Yeah, I get timing can be an issue.
Also, if it's a Right, why wouldn't you make it right. Like, there has been quite a few instances of soceity clearly going one way, some states changing their laws to support this and other deliberately try to suppress it.
Perhaps it could have gradually spread across the US. History says that's highly unlikely. See also Cannabis laws at this time. I dont think it's going to be legal in 50s states in my lifetime
Who makes a "right" a "right". The 9th says very nicely that just because it isn't written there doesn't mean it isn't a right but adds no directive. We do have the ability, through the people, to Amend the Constitution. But if it isn't in there, the 10th says it's up to the States to do the right thing. The Constitution doesn't bar all bad things nor guarantee all good things. There is a school of thought that says Justices should interpret the Constitution as they will. And they tend to be elite: guaranteed upper class income for life having come from backgrounds that likely put them through schools like Harvard University. This is not a typical citizen: they will have their own biases. Or, they can try to figure out how an issue applies to the Constitution within a framework keeping in mind a law's intention. Maybe, the people will have a better chance to make their views controlling in that matter. Maybe. How we're doing with self government fills books.
The Constitution was also intended to be very slow and deliberate. I'm pro de-criminalization. But I try to imagine I were against it. People using it will have a public impact. Imagine if a court discovers it Unconstitutional for the law to control that substance (but others are subject to such controls!). I'd feel robbed of a say in something that can impact me. Maybe part of all of this is to help convince the loser of an issue that the loss was justified. I think that less likely when an elite says unconvincingly that it's just been discovered, by elites, they he doesn't get his way.
I wanna know if a law that says you have to donate blood and tissue to somebody you injure in a no-fault auto accident would be constitutional.

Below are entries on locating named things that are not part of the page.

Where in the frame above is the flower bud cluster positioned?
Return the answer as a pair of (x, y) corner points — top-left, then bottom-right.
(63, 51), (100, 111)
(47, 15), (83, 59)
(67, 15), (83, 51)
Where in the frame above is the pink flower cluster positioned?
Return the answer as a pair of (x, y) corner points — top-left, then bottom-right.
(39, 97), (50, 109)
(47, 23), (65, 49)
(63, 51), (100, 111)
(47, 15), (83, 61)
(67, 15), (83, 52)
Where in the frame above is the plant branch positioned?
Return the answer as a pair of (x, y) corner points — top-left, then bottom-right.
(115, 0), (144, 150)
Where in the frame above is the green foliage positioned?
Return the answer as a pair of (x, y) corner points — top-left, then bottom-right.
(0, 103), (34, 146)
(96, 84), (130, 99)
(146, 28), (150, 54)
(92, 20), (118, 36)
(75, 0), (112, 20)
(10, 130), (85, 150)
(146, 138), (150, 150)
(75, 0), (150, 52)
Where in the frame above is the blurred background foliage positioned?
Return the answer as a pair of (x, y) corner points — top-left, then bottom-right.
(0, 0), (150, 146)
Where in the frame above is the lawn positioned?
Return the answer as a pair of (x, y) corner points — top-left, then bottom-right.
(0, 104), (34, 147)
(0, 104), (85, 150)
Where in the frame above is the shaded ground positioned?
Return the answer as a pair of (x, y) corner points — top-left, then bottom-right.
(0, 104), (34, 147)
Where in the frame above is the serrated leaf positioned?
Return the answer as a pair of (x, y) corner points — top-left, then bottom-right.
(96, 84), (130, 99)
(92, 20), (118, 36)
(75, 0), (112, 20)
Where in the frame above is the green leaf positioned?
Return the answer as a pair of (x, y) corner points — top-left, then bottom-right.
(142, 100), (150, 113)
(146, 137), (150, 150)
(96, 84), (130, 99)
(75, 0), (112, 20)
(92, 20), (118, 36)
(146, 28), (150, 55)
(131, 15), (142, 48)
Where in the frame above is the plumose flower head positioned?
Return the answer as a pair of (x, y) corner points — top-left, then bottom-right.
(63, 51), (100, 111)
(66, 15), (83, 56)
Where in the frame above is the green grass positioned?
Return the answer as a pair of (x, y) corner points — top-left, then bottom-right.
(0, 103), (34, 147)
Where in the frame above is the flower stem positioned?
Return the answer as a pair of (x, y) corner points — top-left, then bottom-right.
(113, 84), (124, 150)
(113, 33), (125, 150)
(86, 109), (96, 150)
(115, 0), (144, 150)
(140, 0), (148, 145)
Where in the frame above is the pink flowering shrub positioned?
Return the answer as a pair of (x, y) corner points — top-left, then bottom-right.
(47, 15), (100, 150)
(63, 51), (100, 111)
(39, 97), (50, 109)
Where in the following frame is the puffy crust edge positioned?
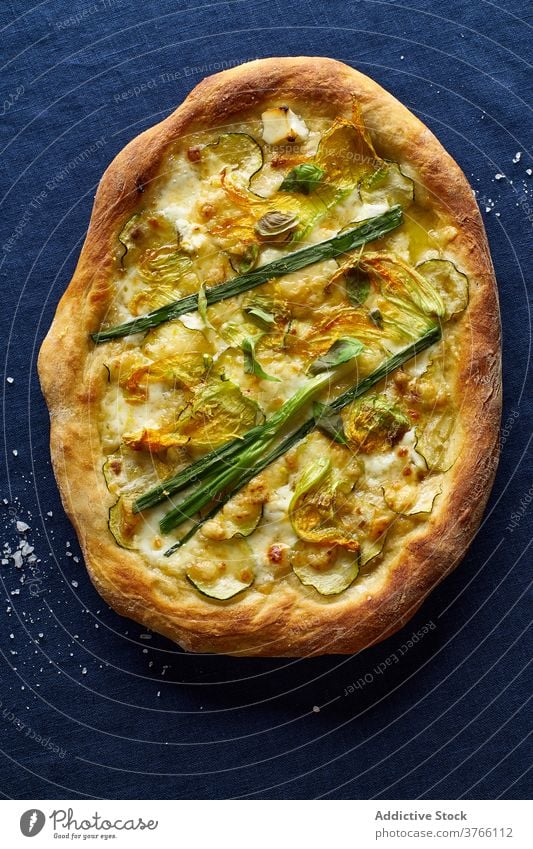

Did that with interracial marriage too. How much longer should they have waited? I mean, waiting until 2/3rds of the country was on board with gay marriage hasn't stopped conservatives from wanting to overturn it.
Again: The Constitution doesn't bar all bad things nor guarantee all good things. The law explicitly allows states to put people to death for criminal infractions as long as this punishment is not cruel and unusual and has complied with due process. Could it demand you give blood and tissue to another in some cases? I don't know. I don't know if it would be a Constitutional matter.
I am increasingly thinking what I wrote above. Maybe this all has to do with convincing the losing side of an issue that there is good reason to have lost and accept it and move on.
Anti Interracial marriage laws Unconstitutional due to Equal Protection? Seems an easy sell. On what rational basis would you be against it? There are very small groups out there vocally and without any rational basis against it. They're kind of a joke. I know of no serious, potent movement to reverse this decision.
A wife can tell her husband: "I know we are married. There used to be all sorts of rights and duties involved with voluntarily engaging in such a relationship. Still I am to have your child in a few days. The child is viable and healthy. But for whatever reason whatsoever I'm going to have the baby killed." That the law, as written, has always intended that this unilateral decision can be made? I think our experiences have told us this is a hard sell.